49:06 – Another compendium of the thoughts and madness of PQ Ribber with musical assaults, The Magic Island, Bob and Ray, Joe Scott, the Pedestrian, and much more!!

 

This work is licensed under a Creative Commons Attribution-NonCommercial-NoDerivs 3.0 United States License.

Attribution by PQ Ribber.

Released July 2016 on The Overnightscape Underground (onsug.com), an Internet talk radio channel focusing on a freeform monologue style, with diverse and clever hosts presenting unique programs, historic archival material, and nocturnal audio

posted by pqribber at 2:53 pm filed in Jul16,music,PQ,ramplers  

4 Comments »

  1. Ah, got you out of your shell! Enjoyed the driveline mayhem; not crazy about Culture Club, though. Did any of those people play harmonica or did they have to go rent a guy?

    Speaking of which: what was that 1980’s music genre called (all British as I recall) that would include the songs, “Come On Eileen”, “Karma Chameleon” etc, that had a folksy-country sound?

    Comment by Jimbo — July 23, 2016 @ 5:17 pm

  2. It’s Britpop, isn’t it?

    Comment by Shambles — July 23, 2016 @ 7:08 pm

  3. I don’t think so… (After some research I found) Dexys Midnight Runners appear to fit into the Celtic Folk genre (or at least, “Come on Eileen” does). Culture Club might be BritPop, but that seems to be a term than popped up in the 1990s.

    At any rate, there was a folk/hillbilly influence during this time in Britain for a bit, but it seems short-lived.

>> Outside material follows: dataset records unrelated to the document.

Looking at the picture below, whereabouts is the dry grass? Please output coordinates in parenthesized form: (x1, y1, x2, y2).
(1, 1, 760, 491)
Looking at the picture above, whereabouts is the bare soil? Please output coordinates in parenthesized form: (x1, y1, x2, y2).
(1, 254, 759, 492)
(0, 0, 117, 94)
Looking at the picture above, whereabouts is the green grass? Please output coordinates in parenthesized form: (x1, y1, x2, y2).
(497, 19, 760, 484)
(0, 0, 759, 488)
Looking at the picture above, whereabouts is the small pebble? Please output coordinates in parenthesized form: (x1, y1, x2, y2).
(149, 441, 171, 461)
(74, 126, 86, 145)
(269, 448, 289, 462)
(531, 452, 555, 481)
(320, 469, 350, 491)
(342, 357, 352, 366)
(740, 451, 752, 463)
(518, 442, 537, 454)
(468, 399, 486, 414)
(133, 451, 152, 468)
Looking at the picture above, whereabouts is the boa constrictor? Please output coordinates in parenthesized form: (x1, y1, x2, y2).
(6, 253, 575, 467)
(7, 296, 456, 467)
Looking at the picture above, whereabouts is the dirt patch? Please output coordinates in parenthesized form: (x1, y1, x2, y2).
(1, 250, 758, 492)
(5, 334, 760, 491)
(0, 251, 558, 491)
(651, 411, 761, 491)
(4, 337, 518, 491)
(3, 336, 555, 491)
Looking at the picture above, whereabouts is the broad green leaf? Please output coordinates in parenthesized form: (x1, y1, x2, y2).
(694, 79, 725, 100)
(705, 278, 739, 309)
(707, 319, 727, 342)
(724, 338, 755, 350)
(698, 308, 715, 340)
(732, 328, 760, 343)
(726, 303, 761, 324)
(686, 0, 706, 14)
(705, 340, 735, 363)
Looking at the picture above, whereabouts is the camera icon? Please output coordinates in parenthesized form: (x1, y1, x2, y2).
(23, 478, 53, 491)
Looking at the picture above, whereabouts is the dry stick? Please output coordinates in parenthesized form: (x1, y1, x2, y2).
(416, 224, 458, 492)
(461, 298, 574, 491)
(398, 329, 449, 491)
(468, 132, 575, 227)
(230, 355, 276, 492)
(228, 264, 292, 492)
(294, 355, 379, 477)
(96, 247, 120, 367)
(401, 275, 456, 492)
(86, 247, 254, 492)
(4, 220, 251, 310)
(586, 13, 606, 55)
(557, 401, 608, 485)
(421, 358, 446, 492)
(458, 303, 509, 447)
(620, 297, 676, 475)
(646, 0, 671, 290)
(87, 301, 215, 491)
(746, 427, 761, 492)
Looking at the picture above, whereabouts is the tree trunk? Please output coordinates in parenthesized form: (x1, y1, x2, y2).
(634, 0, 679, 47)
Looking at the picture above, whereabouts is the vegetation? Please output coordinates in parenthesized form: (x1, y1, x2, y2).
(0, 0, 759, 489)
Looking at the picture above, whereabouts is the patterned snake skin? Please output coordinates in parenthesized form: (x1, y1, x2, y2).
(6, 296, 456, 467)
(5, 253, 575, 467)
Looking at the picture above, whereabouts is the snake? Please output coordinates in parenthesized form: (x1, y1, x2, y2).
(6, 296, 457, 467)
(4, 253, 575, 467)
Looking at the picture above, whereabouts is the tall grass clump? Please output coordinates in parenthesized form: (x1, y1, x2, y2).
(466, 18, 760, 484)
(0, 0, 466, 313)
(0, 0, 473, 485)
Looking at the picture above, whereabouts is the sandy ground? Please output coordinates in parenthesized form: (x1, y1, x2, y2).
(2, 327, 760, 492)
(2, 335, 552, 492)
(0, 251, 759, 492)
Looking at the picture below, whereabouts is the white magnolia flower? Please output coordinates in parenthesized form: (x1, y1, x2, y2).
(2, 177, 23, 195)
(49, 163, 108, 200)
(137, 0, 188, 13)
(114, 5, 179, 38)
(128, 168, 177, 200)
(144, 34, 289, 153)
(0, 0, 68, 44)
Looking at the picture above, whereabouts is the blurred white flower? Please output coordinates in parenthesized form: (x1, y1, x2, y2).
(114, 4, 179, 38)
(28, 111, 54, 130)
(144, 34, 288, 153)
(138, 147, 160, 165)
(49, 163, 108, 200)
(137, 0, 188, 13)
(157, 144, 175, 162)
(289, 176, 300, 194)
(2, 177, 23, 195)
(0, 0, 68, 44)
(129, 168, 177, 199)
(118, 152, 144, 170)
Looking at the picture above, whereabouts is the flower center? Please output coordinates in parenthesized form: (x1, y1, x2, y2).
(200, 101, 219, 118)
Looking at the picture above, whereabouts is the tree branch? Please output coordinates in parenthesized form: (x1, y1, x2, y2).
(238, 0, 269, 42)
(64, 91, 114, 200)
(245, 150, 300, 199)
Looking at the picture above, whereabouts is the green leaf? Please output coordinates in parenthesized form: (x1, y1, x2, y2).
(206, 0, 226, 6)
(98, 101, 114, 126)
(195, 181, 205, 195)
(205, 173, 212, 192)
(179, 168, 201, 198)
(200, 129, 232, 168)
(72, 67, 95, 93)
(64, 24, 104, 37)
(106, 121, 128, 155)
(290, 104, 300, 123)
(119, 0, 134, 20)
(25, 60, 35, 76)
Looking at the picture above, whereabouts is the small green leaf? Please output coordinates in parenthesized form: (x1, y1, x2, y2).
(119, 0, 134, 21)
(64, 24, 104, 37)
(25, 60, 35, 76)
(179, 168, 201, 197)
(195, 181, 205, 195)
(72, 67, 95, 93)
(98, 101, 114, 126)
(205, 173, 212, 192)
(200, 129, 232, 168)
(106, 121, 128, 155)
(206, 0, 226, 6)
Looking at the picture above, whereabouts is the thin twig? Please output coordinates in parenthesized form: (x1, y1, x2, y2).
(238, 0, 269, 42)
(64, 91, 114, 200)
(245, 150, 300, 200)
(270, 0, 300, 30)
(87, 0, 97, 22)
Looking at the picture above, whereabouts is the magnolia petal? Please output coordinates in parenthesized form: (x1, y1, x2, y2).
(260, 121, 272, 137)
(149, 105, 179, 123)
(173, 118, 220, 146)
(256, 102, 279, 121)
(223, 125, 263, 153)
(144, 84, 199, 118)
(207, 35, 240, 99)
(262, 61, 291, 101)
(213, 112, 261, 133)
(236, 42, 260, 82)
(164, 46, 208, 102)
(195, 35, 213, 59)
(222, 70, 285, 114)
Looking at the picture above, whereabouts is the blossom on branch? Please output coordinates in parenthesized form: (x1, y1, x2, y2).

    Comment by Jimbo — July 24, 2016 @ 4:38 am

  4. So called ‘Britpop’ (it was really just a marketing term, trying to captitalise on the whole ‘Cool Britannia’ schtick surrounding the election of Tony Blair and ‘New Labour’), was a late nineties/early noughties thing. Blur and Oasis were the two main groups given the label, with other, vaguely similar acts like Pulp, Elastica and Supergrass also lumped together under the banner.

    Culture Club are usually labelled as a New Wave band – most specifically as part of the Synthpop sub-genre of New Wave.

    As for Dexy’s Midnight Runners, I think that they originally came out of the ‘Northern Soul’ scene. They had a lot of personnel changes between albums, reflected in their changing sound from album to album which, I think, is what makes them hard to pin down in terms of musical genre.